The logistics specialist also deployed its planning expertise to manage suppliers and maximise materials availability against production requirements. In addition it prepared reports for Alstom on supplier performance.
Shortis explained: ‘Often this type of complex project fails because of poor buy-in from suppliers who don’t really understand what is required of them and what they need to do to hit performance targets. Our team worked tirelessly to agree key performance indicators at the outset, creating a strong culture where getting it right first time was the norm.
‘We have found it is important to establish a strong quality culture at the outset. All too often, supply chain issues get brushed under the carpet and are rarely addressed in an open, constructive way. By bringing in a third party supply chain expert, Alstom was able to hand over this often emotive aspect of the manufacturing process and focus on its core competence of designing and building trains.’
Both DHL and Alstom agree that one of the key deliverables outsourcing can bring to complex projects is end-to-end management of a highly visible supply chain.
‘DHL brought unprecedented levels of control to this project’, said Peter Jones, Alstom’s project director. ‘They had the scale, best practice techniques and global reach necessary to integrate our requirements into their existing operations, leading to operational efficiencies. Although this was the first time we have outsourced supply chain management on a project of this magnitude, I’m sure it will not be the last.’
Experience that counts
Shortis added, ‘Our experience of managing, pan-European supply chains in a number of sectors, as well as our track record in the railway and manufacturing industries, meant that we were well qualified to support Alstom’s requirements. I am pleased to report that we exceeded all the company’s KPIs on this project, and I am proud of the role we played in Alstom’s ultimate success.’
Stephen Peat, director of operations for Tube Lines, commented; ‘It is not every day that you come across a real success story in our industry.
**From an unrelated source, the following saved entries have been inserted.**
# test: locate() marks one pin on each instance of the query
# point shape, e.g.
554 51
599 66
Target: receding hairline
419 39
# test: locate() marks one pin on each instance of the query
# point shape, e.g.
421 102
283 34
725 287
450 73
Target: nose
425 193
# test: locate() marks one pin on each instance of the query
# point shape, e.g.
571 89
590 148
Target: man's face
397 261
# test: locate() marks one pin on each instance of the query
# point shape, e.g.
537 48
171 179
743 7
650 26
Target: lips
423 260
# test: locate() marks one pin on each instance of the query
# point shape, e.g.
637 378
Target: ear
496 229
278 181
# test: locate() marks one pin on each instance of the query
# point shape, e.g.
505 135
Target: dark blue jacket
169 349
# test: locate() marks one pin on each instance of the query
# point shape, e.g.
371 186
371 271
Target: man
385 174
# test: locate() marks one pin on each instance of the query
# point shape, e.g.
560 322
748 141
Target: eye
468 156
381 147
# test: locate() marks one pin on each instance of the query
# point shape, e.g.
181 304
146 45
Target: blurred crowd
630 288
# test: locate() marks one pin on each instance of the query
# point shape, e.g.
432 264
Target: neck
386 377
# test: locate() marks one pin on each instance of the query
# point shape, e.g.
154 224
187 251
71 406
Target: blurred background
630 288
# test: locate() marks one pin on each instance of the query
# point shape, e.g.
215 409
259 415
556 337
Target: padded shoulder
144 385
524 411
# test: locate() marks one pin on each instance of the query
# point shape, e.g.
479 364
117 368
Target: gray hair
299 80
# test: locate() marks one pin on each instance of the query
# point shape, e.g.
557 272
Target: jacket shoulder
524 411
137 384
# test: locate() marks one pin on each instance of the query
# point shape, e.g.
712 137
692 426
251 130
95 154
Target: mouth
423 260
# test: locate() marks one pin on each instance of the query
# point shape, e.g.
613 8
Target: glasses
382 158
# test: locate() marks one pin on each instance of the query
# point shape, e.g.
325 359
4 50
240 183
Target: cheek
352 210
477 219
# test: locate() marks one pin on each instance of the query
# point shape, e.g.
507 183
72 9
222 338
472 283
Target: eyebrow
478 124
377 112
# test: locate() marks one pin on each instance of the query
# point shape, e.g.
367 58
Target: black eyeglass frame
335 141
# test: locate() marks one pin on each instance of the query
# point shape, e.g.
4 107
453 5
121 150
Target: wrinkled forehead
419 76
Alstom and its logistics partner are to be congratulated on completing this major supply project on time and within budget, helping us to achieve the largest upgrade of any underground line under the PPP (public private partnership) to date. So effective was the partnership that Alstom was able to deliver more than the contracted number of carriages before the New Year’s Eve launch.’
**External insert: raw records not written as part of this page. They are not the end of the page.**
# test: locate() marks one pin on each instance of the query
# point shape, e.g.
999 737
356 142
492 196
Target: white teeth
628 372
In terms of facts and figures, the solution reduced original supply chain cost estimates by 25 per cent, delivering the project ahead of time and within agreed budgets. Shortis concludes: ‘This experience was a great success for all parties involved and shows how effective supply chain planning can deliver remarkable results. We believe this work shows how outsourcing can add significant value to complex manufacturing challenges, creating a new model for the rail industry that Alstom looks set to adopt for other projects.’